Objective: Mutations in CCM genes may cause autosomal dominant cerebral cavernous malformations (CCMs). Indeed, a different intracranial hemorrhage rate has been observed in CCMs carrying individual CCM gene mutations. We proposed a differential regulation of angiogenesis by these disease genes. The present study thus investigated the function of CCM2 and CCM3 in tube formation, a key step involved in angiogenesis.

Methods: CCM2 and CCM3 were silenced by the specific siRNAs in endothelial cells (HUVEC). The time course of the gene silencing was established by detecting the efficiency of knockdown using real-time PCR. For tube formation assay, the transfected cells were pooled in matrigel-coated 96-well plate followed by 6 h, 24 h and 48 h of incubation. The tube formation was analyzed under a microscope.

Results: Real-time PCR showed that CCM2 expression declined by more that 80% at 48 h and 72 h, and returned to the control level at 96 h after the transfection, whereas CCM3 gene levels were consistently reduced around 80% from 48 h to 96 h after siRNA. Under these efficient knockdown conditions, we observed that the tube was similarly formed in the CCM2- and CCM3-silenced cells and in control at 6h after the incubation. However, the maintenance of tube integrity was largely impaired by CCM2, but not CCM3, silencing at 24 h and 48 h after pooling cells on matrigel. Quantification of the number of tubes revealed that CCM2 silencing resulted in a 50% of reduction of tubes at 24 h and a complete loss of the tube structure at 48h after the incubation.

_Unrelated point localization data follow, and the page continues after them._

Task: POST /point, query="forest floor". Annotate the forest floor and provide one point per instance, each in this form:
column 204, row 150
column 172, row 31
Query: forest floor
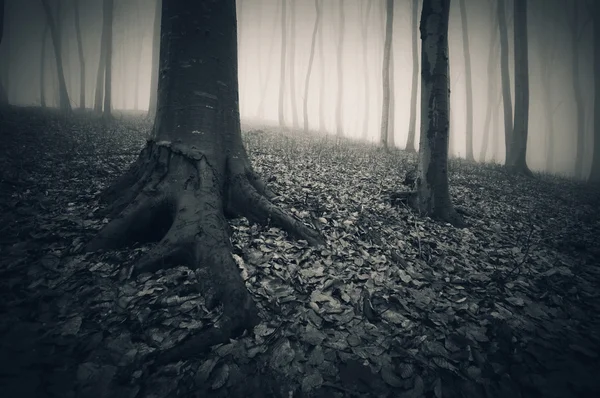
column 396, row 305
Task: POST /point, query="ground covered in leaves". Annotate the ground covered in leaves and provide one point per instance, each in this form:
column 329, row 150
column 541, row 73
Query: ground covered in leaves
column 396, row 305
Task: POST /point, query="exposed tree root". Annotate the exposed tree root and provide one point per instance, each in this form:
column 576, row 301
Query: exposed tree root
column 175, row 196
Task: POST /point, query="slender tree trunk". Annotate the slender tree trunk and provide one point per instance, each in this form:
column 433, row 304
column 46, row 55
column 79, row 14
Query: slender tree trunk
column 516, row 160
column 412, row 123
column 339, row 118
column 505, row 75
column 81, row 57
column 387, row 49
column 310, row 62
column 282, row 63
column 155, row 57
column 107, row 25
column 365, row 37
column 433, row 196
column 65, row 104
column 468, row 80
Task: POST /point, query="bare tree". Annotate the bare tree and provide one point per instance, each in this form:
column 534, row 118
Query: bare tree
column 64, row 102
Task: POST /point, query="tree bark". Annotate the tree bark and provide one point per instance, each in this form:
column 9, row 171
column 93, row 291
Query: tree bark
column 412, row 124
column 516, row 160
column 433, row 196
column 155, row 57
column 505, row 76
column 387, row 49
column 81, row 57
column 282, row 63
column 468, row 81
column 195, row 171
column 310, row 62
column 64, row 102
column 339, row 117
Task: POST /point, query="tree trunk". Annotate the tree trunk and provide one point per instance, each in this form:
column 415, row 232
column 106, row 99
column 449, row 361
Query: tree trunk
column 81, row 57
column 365, row 36
column 339, row 118
column 64, row 102
column 282, row 63
column 595, row 172
column 195, row 171
column 310, row 62
column 412, row 124
column 107, row 26
column 505, row 76
column 387, row 49
column 433, row 196
column 293, row 65
column 468, row 80
column 516, row 160
column 155, row 57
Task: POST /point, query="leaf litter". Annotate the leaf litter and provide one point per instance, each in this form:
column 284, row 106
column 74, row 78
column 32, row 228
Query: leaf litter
column 396, row 304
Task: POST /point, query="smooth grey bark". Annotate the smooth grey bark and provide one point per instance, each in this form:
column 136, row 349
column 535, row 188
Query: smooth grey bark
column 433, row 196
column 64, row 102
column 387, row 49
column 339, row 117
column 468, row 81
column 155, row 57
column 80, row 54
column 311, row 58
column 412, row 122
column 282, row 63
column 516, row 159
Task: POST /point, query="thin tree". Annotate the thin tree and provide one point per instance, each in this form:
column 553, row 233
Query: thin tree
column 310, row 62
column 64, row 102
column 184, row 182
column 412, row 123
column 387, row 49
column 433, row 196
column 516, row 158
column 282, row 63
column 468, row 80
column 340, row 74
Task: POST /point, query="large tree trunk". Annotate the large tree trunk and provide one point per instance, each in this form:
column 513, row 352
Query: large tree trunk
column 412, row 124
column 468, row 80
column 365, row 45
column 433, row 196
column 310, row 62
column 64, row 102
column 107, row 26
column 516, row 160
column 505, row 76
column 595, row 172
column 282, row 63
column 81, row 57
column 387, row 49
column 339, row 109
column 195, row 171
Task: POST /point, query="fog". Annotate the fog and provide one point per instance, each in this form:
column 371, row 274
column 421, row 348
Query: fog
column 551, row 63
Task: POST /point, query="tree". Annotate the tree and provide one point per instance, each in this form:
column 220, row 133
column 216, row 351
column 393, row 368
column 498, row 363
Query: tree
column 516, row 158
column 310, row 62
column 412, row 124
column 505, row 75
column 81, row 57
column 155, row 56
column 433, row 196
column 468, row 80
column 64, row 102
column 387, row 49
column 107, row 26
column 282, row 63
column 195, row 171
column 340, row 75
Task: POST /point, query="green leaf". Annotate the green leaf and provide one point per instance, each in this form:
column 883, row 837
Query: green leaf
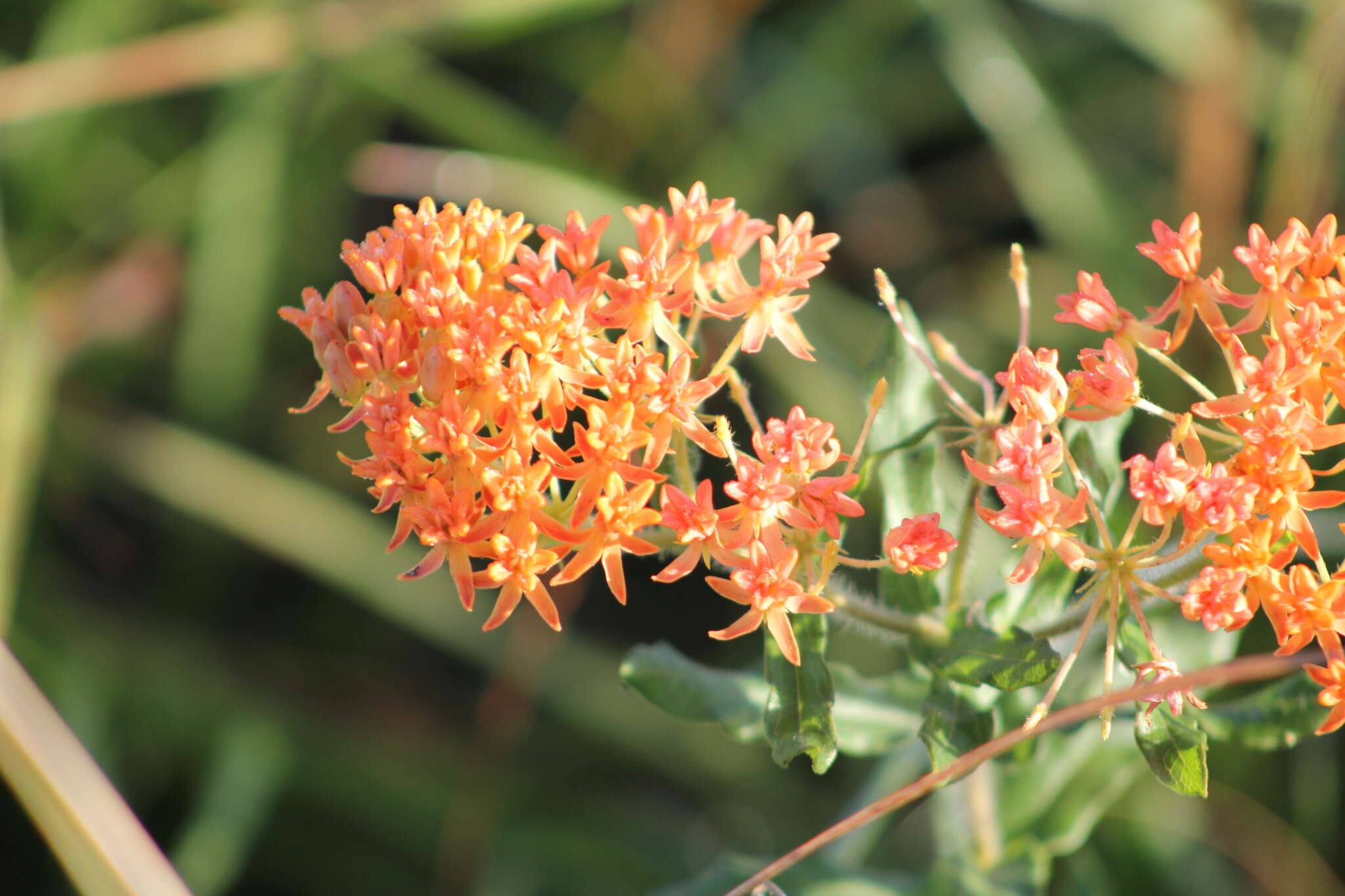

Conclusions: Our results demonstrated a distinct role of CCM2 and CCM3 in maintenance of tube stability. The severe impairment of the integrity of tube structure after endothelial CCM2 silencing may be associated with the clinical observation that CCM2-mutated CCMs present higher incidence of haemorrhage in comparison to CCM3-mutated cases.